You are correct: a tree filter or an index filter would be the way to do this with git filter-branch.

The tree filter is easier, but much slower (easily 10 to 100 times slower). The way a tree filter works is that your supplied command is run in a temporary directory that contains all, and only, the files that were present in the original (now being copied) commit. Any files your command leaves behind, remain in the copied commit. Any files your command creates in the temporary directory, are also in the copied commit. (You may create or remove directories within the temporary directory with no effect either way, since Git stores only the files.) Hence, to remove everything except A and B, write a command that removes every file that is in something other than either A or B:

find . -name A -prune -o -name B -prune -o -print0 | xargs -0 rm

for instance.

The index filter is harder, but faster because Git does not have to copy all the files out to a file tree and then re-scan the file tree to build a new index, in order to copy the original commit. Instead, it provides only an index, which you can then manipulate with commands like git rm -rf --cached --ignore-unmatch for instance, or git update-index for the most general case. But, now the only tools you have are those in Git that manipulate the index. There is no fancy Unix find command.

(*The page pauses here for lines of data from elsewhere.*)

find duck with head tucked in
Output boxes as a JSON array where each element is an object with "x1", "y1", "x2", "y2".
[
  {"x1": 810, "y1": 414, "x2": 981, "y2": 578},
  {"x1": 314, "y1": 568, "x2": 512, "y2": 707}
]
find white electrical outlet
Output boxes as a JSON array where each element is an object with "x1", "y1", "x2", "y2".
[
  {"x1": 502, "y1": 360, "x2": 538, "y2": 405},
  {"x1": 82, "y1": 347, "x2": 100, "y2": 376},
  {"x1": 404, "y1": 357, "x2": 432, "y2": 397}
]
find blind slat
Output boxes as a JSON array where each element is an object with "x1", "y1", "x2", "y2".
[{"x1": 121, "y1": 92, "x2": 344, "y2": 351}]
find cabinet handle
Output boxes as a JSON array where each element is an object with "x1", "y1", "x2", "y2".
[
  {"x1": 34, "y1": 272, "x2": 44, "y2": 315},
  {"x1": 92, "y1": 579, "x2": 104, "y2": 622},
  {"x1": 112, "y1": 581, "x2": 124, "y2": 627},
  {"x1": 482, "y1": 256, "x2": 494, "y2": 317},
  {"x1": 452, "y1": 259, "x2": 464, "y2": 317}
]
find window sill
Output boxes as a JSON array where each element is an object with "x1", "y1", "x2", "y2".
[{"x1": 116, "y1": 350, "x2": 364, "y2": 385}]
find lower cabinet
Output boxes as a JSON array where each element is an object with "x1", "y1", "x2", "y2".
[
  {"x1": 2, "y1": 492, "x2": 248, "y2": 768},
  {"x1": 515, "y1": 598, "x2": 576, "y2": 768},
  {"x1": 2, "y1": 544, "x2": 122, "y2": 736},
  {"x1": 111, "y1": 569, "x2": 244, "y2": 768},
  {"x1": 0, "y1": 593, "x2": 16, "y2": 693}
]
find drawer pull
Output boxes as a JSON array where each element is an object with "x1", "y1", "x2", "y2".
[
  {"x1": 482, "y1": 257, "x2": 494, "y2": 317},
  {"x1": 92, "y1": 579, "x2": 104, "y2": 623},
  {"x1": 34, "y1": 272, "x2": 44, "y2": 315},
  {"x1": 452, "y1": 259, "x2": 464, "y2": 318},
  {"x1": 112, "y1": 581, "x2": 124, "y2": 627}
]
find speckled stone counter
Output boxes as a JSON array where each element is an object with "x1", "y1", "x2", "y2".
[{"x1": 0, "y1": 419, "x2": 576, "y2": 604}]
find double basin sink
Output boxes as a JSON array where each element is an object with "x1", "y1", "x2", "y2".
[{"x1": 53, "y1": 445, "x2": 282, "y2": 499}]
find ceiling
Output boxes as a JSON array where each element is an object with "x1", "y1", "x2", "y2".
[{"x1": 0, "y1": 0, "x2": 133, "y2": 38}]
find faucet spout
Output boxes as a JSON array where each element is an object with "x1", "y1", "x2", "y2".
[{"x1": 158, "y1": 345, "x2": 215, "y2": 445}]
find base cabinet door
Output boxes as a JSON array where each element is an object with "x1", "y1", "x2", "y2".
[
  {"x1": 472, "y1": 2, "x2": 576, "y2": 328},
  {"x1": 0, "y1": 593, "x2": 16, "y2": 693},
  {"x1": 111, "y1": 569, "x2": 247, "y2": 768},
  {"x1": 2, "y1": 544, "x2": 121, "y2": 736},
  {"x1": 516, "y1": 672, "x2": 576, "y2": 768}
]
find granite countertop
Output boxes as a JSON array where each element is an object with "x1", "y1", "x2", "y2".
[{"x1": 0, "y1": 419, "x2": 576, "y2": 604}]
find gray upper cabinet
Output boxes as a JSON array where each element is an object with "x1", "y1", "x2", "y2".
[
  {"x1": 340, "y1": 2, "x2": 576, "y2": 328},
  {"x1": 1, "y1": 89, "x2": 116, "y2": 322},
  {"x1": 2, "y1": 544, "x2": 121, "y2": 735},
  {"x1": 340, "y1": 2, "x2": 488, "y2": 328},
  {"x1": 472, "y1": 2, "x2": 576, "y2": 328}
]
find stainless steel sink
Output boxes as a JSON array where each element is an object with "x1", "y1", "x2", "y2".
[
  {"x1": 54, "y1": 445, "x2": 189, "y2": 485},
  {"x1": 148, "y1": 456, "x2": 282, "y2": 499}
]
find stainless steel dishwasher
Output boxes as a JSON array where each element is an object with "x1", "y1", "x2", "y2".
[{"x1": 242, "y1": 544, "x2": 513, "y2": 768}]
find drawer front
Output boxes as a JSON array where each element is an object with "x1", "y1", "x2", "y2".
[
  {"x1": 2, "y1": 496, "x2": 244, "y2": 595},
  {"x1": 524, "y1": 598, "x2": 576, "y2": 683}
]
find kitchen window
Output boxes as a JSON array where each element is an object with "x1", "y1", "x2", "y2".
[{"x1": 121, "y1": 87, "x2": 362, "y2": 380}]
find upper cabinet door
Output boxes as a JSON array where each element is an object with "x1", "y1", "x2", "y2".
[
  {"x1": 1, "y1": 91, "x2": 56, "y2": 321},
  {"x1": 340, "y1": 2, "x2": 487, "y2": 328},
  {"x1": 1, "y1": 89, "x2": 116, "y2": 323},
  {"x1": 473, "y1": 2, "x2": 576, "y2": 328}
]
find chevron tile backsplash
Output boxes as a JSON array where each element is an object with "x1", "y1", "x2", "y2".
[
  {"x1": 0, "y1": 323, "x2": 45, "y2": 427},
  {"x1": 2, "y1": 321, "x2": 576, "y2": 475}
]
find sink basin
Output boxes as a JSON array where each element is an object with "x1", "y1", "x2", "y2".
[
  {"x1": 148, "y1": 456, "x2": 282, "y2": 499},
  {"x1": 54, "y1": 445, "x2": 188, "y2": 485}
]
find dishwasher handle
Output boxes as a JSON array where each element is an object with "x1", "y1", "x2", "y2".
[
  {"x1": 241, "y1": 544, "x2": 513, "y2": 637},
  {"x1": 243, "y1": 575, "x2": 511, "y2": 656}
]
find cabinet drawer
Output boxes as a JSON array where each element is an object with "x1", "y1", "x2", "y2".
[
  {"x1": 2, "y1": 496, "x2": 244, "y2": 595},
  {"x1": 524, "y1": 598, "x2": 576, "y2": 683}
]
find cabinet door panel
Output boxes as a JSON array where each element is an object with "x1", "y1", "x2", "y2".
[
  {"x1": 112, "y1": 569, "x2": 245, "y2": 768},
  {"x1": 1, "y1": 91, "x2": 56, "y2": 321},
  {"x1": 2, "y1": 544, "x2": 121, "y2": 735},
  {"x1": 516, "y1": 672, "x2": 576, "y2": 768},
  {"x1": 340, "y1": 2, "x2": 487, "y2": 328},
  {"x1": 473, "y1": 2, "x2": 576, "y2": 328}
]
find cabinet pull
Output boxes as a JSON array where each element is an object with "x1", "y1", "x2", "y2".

You do, of course, have git ls-files, which reads out the current contents of the index. Hence you can write a program in whatever language you like (I would use Python first here, probably, others might start with Perl) that in essence does:

for (all files in the index)
    if (file name starts with 'A/' or 'B/')
        do nothing
    else
        add to removal list
invoke "git rm --cached" on paths in removal list

If you are willing to trust that no file name has an embedded newline, the above can be done in regular shell as:

git ls-files | IFS=$'\n' while read path; do
    case "$path" in A/*|B/*) continue;; esac
    git rm --cached "$path"
done

which is not terribly efficient (one git rm --cached per path!) but should work "out of the box" as an --index-filter.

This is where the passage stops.